EU's EV battery carbon footprint: changes and challenges

The shift to a generalized national average for electricity consumption in carbon footprint calculations will favor less fossil-intensive countries, putting South Korean and Japanese manufacturers at an advantage over Chinese manufacturers, second only to local European manufacturers.

Read our special insight from Duo Fu, Head of Battery Research at Rystad Energy.

“New EU regulation increases transparency across the EU and poses challenges for manufacturers in regions with higher carbon-intensity power grids, like China.”

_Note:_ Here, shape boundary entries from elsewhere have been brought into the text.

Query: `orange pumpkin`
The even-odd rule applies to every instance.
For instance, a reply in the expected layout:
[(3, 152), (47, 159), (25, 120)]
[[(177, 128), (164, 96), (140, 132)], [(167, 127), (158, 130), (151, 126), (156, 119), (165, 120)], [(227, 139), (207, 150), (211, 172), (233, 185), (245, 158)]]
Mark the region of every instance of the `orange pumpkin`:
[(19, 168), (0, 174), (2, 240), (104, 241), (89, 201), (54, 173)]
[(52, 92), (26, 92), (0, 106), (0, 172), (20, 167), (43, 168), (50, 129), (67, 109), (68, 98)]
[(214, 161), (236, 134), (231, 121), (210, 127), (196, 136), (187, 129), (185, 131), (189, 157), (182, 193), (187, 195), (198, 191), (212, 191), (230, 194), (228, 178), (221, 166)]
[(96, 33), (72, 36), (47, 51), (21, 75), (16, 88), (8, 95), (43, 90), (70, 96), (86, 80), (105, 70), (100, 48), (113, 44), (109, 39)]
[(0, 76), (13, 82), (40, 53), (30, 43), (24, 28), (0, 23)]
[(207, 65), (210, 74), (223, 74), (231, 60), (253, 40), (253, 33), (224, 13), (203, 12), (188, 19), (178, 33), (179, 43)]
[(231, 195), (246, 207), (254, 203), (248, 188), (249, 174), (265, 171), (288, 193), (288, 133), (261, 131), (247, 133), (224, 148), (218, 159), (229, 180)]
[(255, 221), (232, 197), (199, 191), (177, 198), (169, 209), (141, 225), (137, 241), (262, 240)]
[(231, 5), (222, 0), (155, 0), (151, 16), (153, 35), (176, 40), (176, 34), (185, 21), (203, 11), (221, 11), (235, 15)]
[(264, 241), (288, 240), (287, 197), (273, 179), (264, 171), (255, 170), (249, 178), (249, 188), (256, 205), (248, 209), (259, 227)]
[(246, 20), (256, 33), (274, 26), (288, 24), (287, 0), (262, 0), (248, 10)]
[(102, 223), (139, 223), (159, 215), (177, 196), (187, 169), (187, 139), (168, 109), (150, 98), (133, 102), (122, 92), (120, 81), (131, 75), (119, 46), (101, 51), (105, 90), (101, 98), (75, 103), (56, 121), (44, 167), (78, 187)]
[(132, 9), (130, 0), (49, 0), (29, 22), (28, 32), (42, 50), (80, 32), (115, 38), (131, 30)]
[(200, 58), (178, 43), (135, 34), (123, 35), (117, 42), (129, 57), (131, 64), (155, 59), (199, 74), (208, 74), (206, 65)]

Duo Fu, Head of Batteries at Rystad Energy

The European Union has proposed a methodology for calculating and verifying the carbon footprint of electric vehicle (EV) batteries. This proposal marks a significant advancement in regulatory standards aimed at reducing the environmental impact of EVs. The supplement to Regulation (EU) 2023/1542 tightens guidelines for carbon footprint assessments and aligns with the EU's broader goals of sustainability and reduced greenhouse gas emissions. EU's stringent carbon footprint regulations challenge global manufacturers to adopt cleaner energy practices and enhance recycling efforts, fostering a localized, lower-carbon production ecosystem.

In addition, the EU release its Rules for the Calculation of the Carbon Footprint of Electric Vehicle Batteries, and both regulations have been subject to public consultation (until 28 May), with a 60-day WTO/TBT notification thereafter. The proposals are expected to take effect around 18 August 2024, and could be implemented from August 2025.

The EU’s new proposal for calculating the carbon footprint of EV batteries represents a robust effort to standardize and potentially simplify the measurement of environmental impacts in the battery supply chain. While the focus on direct electricity connections and national averages in power consumption modelling could help standardize calculations, it also raises concerns about the flexibility needed to accurately reflect the varied global energy landscapes. As the EU continues to lead in environmental regulatory frameworks, the success of this regulation will largely depend on its adaptability and the inclusive consideration of global stakeholders in the rapidly evolving EV market.

It also cannot be ruled out that the EU aims to break the leading advantage of Asian battery companies and intends to build a localized and complete battery manufacturing system inside the EU, reshaping the global battery industry chain.